Two additional MS specimens have perforations with a series of holes to induce scale formation, one in each of the two Advantage scale and corrosion monitors. Each “scale” coupon also serves as a corrosion coupon.
Corrosion coupons of copper (CDA110), Admiralty brass (CDA443) and 90:10::Cu:Ni (CDA706) were installed in that order, left to right, in the remaining top ports of the corrosion racks, and electrodes ot the same metals in LPP’s were installed in the same order in the remaining six bottom ports. The coupons were to remain in the systems until the end of the test at which time they were to be removed, photographed and processed for weight loss and mil per year (MPY) calculations, the same term as obtained from the LP instrument.

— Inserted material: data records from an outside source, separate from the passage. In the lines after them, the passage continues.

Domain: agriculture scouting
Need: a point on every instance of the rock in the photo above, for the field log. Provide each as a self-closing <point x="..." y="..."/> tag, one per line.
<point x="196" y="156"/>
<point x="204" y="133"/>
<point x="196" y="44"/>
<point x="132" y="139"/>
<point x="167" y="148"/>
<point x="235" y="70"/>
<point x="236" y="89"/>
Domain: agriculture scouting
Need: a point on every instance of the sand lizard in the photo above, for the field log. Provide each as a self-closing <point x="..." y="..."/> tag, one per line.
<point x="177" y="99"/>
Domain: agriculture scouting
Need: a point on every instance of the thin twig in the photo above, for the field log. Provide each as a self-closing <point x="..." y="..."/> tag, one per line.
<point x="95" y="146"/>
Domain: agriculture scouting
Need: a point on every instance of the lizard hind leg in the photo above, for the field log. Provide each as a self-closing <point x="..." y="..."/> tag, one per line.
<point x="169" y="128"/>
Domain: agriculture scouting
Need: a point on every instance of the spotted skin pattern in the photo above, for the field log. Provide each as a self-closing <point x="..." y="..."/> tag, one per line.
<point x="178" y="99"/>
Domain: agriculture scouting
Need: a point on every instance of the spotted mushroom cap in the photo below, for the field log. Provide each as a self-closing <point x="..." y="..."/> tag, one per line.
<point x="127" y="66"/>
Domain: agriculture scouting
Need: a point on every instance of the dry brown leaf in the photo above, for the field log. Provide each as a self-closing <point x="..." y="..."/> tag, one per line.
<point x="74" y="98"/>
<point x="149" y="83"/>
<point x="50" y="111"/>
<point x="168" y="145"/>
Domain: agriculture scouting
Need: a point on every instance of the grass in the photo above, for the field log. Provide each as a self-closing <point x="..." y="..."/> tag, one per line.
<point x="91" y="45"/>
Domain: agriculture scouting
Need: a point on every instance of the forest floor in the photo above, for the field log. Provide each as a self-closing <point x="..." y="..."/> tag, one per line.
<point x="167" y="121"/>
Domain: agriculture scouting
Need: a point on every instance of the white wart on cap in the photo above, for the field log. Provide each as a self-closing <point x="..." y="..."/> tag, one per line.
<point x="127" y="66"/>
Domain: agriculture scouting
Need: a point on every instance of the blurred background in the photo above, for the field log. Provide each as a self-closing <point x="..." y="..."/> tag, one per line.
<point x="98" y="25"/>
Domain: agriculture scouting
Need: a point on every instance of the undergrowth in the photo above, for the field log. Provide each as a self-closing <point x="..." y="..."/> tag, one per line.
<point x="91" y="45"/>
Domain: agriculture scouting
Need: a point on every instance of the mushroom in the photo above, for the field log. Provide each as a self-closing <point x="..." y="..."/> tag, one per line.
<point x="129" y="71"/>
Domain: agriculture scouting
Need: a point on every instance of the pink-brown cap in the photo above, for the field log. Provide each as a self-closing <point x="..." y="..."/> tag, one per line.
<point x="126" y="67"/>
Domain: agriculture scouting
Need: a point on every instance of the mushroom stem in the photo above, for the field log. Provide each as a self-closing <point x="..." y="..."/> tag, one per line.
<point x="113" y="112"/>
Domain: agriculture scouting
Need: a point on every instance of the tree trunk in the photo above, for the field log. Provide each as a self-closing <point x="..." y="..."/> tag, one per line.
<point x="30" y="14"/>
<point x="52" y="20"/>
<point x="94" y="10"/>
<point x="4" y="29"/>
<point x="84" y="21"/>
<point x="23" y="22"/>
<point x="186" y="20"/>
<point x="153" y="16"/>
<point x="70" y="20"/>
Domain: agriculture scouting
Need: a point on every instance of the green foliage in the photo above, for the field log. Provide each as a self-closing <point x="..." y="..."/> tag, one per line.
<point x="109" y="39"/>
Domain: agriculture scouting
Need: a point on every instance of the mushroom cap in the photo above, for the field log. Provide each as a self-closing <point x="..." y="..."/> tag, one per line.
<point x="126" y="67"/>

Both systems contained 10 gallons (37.85 Liters) of Evergreen city water supplemented with::
to six times their normal content, as if the water had been concentrated by evaporation in a cooling tower, (except for the chloride, sodium and sulfate anions, which will be higher due to the salts used); see Columns A & B in Table III. The test water will tend to be slightly scale-forming. However, as with most waters, it also will have a tendency to be corrosive, particularly if scale or precipitation occurs, taking some of the calcium, alkalinity and phosphate out of solution.
One system was treated with 5 mL of 50% AS-8150 equivalent to 1.8 mg/L Sn as Sn, the other with 10 mg/L orthophosphate as PO 4 from disodium phosphate, a slightly alkaline salt. The pH was adjusted, as necessary, to between 8.0 and 8.5, which is near optimum for corrosion inhibition of carbon steel, copper and copper alloys.
Summarizing the components of the test systems:
The circulating systems each consisted of:
A treated test water sump with pump and electrical heating elements capable of heating the test water to 140 oF, with connecting hoses to and from the test units, containing a ball stop-valve.
An Advantage Model ADPM-1-A Scale Monitor consisting of:
A gpm flow meter,
Inlet and outlet thermocouples with digital displays,
A jacketed stainless steel tube containing heater and thermocouple for reading skin and water temperatures, with digital display,
A perforated carbon steel coupon to induce scale formation at the 140 °F system temperature.
An eight port 1 inch PVC corrosion rack containing four corrosion coupons and four LP corrosion probes, each with 3-electrode tips for linear polarization instantaneous corrosion readings,
Other Instrumentation
Two (2) percent-timers to control the temperature of the two sumps at 140 °F.
A Metal Samples Model MS1500L LPR Data Logger for collecting and storing corrosion readings from the probes. The recorder can be downloaded in Excel format to a computer and graphed.
A Myron L Model 6P combination pH, ORP temperature and conductivity meter,
A Hach Model 2010 Spectrophotometer,
An Oven, a desiccator and a 4-place balance for processing corrosion coupons.
Plus chemicals, reagents and equipment for processing corrosion coupons and for analyzing test water.